Long Meg and her Daughters.
Welcome to the EDGE Guide to the prehistory of Cumbria. The first traces of man's presence in Cumbria are to be found near Grange over Sands and date back to the palaeolithic period.
However although Cumbria was home to palaeolithic and mesolithic man (evidence of whom can be found in cave paintings, axe factories etc.) we shall confine our interest to the Neolithic and early Bronze Age periods, that is approximately 3,500 - 1,500 BC.
It was during the Neolithic and early Bronze ages that the stone circles in Cumbria and the Lake District were built.
Cumbria is home to 25% of the Stone Circles in England!
Few places are as atmospheric as a stone circle and Cumbria is blessed with a great number of them, though their condition and size varies.
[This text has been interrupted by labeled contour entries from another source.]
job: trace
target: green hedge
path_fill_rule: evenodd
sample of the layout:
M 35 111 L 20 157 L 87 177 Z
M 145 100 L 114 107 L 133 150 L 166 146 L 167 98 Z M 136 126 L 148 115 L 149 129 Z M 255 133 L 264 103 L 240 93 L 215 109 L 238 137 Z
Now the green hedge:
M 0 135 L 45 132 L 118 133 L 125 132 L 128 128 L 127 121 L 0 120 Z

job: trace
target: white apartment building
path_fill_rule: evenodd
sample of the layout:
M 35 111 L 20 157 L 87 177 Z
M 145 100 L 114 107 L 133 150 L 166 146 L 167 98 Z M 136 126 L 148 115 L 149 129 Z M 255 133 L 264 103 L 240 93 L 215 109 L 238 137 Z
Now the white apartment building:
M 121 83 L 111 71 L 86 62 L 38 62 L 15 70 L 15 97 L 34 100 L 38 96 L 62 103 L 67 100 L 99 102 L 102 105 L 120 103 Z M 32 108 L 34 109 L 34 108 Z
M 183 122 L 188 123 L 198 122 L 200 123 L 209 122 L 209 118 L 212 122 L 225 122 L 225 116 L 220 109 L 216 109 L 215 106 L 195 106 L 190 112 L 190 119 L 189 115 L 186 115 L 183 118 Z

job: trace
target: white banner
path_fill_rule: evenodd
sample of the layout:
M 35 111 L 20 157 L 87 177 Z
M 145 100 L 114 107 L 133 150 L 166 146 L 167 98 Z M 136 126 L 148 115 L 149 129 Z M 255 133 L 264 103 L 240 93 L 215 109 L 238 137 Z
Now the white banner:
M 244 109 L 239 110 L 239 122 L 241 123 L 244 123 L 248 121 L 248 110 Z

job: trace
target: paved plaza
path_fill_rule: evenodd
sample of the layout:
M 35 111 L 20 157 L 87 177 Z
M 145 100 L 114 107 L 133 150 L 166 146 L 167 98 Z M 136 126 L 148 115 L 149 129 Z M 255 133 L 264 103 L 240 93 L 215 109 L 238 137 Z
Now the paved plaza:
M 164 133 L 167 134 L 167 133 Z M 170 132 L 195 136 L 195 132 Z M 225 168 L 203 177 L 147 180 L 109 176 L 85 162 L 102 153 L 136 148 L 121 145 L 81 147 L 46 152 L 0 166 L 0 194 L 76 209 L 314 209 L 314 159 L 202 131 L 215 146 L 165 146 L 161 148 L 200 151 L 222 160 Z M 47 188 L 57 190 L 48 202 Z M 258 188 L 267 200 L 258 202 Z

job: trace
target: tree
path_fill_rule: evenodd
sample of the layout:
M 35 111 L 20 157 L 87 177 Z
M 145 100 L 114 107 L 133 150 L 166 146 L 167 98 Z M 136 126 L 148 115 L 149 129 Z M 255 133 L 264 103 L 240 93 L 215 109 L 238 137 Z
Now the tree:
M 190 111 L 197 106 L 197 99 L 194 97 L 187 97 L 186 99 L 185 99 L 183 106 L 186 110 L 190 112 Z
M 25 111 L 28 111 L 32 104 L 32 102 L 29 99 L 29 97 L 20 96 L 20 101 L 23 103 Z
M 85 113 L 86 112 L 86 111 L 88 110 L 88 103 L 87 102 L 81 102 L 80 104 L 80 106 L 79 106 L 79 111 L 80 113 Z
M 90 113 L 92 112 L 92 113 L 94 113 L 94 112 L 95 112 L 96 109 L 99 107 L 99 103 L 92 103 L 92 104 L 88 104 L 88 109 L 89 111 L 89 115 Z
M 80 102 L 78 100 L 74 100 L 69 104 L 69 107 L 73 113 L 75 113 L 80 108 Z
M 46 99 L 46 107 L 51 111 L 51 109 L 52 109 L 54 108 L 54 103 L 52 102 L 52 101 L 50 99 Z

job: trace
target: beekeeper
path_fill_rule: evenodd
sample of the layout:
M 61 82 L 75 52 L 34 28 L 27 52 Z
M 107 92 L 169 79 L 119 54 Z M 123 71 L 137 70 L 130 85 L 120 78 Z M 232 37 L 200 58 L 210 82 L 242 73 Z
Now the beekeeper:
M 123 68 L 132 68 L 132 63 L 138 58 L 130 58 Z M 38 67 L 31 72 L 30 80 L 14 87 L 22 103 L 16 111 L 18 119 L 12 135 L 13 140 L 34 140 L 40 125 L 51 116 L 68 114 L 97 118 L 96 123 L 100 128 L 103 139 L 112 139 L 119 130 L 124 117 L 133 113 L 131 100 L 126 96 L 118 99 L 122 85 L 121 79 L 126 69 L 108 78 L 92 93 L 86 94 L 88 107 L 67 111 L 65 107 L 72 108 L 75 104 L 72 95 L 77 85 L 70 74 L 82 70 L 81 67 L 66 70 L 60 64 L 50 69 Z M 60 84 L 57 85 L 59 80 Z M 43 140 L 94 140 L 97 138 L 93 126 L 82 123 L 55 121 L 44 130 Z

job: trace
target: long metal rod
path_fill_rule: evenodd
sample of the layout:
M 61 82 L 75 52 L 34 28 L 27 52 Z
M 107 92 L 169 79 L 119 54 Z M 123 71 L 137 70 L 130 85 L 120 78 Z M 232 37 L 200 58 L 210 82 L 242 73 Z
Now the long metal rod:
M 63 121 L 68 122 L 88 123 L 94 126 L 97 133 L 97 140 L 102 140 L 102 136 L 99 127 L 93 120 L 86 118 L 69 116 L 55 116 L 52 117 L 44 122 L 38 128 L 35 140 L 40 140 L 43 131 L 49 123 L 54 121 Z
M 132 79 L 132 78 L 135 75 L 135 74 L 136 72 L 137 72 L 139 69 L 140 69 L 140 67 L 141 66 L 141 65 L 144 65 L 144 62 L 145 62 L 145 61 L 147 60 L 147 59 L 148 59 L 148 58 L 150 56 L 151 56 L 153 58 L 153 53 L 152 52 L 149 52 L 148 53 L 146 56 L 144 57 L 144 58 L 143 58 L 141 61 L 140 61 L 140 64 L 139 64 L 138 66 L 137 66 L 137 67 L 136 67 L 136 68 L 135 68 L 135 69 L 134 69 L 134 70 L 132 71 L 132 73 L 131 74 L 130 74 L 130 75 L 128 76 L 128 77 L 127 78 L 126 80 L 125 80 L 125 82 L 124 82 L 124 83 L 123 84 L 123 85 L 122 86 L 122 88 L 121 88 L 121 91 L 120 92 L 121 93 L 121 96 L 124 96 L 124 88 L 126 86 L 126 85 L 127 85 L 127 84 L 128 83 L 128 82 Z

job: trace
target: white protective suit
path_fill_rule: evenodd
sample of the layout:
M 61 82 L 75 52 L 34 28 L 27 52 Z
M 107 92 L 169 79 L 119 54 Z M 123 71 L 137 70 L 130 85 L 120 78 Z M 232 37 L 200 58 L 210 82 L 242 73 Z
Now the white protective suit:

Many are hidden from view, either half buried or too remote to be well known.
The best known of the circles is Castlerigg on the outskirts of Keswick; next comes Long Meg and her Daughters in the Eden Valley though much less often visited.
The remainder are rarely visited and few people realise just how many there are.
Described here are some of the more interesting Circles. In addition to the stone circles Mayburgh Henge and King Arthur's Round Table, both a mile or so to the south of Penrith are included.
Oddendale Stone Circle.
Some of these ancient monuments are well off the beaten track and require a certain amount of stamina to visit. However, you will see some extreamly beautiful countryside.